I haven't tried any of the other Success series, but I pretty sure they're just as good.

i agree with the concept you'll find way back in ashley,picu rn's first post, which seems to have gone unnoticed in the subsequent ones. the reason students find the nclex-type questions they'll encounter in school so difficult is because they are unlike any you have ever studied before. they test a different kind of knowledge and a different way of thinking about it. welcome to college.

you used to learn new material (like, say, microbiology, anatomy, physiology) as an aggregate of facts. the thigh bone's connected to the knee bone; gram-positive and gram-negative stains; the difference between ventilation and respiration; and all that. well and good, but as a nurse you will have to do so much more than remember a lot of facts. you will be called upon to make judgments about them, to assess situations and decide which facts are important and which are not so important (even if they are true), and then to decide what action to take. you have probably never been educated or tested like this before.

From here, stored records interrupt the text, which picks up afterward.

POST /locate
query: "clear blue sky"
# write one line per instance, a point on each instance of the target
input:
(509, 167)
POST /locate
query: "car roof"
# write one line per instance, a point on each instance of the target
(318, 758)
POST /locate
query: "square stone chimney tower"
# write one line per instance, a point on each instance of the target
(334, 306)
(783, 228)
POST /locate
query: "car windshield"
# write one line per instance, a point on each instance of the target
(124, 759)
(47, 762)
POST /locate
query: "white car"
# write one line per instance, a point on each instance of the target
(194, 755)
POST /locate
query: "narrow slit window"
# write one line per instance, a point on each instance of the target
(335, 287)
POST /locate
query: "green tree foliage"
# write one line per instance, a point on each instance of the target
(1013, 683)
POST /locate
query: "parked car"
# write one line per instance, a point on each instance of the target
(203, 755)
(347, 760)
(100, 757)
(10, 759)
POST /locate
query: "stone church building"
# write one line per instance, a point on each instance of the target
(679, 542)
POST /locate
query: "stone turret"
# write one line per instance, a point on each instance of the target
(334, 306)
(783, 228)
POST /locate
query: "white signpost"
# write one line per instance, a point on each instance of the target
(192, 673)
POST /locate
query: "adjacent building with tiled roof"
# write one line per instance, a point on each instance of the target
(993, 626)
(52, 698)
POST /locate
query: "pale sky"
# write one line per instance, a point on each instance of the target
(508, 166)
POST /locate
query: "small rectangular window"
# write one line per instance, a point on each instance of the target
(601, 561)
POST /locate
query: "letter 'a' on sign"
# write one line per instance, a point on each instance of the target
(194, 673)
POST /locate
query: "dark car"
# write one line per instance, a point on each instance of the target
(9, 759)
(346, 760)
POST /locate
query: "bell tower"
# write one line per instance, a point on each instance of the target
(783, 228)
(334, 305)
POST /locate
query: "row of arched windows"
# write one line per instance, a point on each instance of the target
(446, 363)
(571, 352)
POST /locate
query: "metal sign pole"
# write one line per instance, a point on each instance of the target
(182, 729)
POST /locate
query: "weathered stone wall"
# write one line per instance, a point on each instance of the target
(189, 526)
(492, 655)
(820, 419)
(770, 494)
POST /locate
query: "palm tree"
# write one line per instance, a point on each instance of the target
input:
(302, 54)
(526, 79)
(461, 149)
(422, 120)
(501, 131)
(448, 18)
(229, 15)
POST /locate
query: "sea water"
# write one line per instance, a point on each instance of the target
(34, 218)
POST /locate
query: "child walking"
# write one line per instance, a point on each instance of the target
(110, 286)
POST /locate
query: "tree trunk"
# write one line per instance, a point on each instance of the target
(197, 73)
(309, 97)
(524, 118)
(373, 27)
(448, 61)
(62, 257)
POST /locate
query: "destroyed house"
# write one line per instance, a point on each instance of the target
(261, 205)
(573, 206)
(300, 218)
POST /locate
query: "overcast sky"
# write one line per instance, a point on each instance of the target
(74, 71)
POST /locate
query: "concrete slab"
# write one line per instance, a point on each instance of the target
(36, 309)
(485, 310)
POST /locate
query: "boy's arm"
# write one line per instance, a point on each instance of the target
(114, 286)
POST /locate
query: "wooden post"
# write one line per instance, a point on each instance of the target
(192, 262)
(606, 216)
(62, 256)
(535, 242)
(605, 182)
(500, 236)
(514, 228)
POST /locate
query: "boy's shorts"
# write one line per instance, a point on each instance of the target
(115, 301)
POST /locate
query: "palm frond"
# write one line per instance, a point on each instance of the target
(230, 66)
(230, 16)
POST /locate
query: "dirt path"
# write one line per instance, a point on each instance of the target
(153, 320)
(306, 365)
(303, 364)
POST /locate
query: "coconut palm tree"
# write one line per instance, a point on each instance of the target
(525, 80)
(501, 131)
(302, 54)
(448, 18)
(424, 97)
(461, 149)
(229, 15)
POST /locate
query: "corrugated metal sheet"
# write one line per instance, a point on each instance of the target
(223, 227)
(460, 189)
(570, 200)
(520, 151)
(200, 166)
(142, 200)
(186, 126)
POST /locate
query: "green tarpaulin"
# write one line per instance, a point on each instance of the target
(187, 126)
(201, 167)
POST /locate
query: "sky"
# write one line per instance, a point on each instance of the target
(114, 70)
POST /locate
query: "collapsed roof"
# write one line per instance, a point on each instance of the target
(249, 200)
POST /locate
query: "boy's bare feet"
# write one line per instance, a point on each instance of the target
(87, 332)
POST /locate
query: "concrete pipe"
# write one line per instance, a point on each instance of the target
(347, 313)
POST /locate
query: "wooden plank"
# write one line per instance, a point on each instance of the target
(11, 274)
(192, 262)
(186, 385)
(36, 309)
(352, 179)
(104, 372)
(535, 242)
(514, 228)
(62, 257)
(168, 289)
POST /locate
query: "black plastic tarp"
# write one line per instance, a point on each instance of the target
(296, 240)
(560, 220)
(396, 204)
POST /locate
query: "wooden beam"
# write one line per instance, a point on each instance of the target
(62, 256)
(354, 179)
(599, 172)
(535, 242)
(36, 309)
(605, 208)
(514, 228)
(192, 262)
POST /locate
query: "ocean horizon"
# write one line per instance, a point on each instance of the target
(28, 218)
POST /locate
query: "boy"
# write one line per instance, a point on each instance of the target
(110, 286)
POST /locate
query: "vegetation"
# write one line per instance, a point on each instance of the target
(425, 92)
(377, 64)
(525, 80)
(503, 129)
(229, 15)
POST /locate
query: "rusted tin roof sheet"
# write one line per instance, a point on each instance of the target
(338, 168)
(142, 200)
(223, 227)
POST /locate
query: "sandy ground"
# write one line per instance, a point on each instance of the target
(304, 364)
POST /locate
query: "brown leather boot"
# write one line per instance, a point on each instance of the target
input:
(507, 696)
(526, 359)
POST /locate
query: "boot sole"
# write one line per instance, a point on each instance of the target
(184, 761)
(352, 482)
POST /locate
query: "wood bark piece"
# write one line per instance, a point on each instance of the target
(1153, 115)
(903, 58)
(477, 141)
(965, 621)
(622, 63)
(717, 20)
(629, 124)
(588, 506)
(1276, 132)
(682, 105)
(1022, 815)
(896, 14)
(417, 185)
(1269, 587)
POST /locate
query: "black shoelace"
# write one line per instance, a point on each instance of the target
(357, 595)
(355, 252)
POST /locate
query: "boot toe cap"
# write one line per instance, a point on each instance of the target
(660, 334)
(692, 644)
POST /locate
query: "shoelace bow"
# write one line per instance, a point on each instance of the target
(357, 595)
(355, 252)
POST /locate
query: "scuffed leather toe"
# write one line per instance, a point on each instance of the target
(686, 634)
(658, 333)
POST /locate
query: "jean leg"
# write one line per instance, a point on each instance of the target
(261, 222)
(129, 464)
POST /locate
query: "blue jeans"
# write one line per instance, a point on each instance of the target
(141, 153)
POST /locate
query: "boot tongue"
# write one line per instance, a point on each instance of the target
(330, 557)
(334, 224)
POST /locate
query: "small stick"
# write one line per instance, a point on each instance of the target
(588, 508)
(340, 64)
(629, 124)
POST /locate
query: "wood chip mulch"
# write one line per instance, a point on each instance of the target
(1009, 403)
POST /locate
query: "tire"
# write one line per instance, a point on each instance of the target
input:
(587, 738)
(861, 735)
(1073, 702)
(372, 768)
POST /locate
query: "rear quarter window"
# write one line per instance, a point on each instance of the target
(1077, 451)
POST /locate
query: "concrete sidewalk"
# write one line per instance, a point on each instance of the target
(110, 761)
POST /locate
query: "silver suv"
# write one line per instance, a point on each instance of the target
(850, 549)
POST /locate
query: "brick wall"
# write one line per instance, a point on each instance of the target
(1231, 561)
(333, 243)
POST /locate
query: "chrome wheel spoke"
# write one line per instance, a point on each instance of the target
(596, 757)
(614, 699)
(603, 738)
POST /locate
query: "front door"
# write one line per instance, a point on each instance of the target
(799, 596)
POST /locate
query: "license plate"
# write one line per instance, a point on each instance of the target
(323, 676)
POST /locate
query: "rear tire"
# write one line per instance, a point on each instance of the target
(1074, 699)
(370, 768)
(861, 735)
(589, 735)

therefore you can study facts all you want (and do study them all you need to), but unless you make that leap to integrated, quality, critical thinking, you will struggle in nursing school, you will struggle with nclex, and you will struggle with being a nurse.

read books with case studies that explain the rationales for what just happened here. read a lot of case studies. if you want to choose a study guide, flip to the answers and look for not just the answers but detailed rationales for them. fit them into scenarios, see what happens if you change some of them. ask yourself, "why?" all the time. why is this important? why did this happen? why is that the better choice when both are true? i disagree with that; why am i wrong? (because believe me, you probably are)

this is the work that we do.

Specializes in Family Nurse Practitioner.

I couldn't live without my Saunders book, it was a gift through a grant to everyone in our program at the beginning of our nursing 101 course. I go through the topics we are learning, if I reach a question were haven't learned I skip it. It's helped more than anything else for me anyway.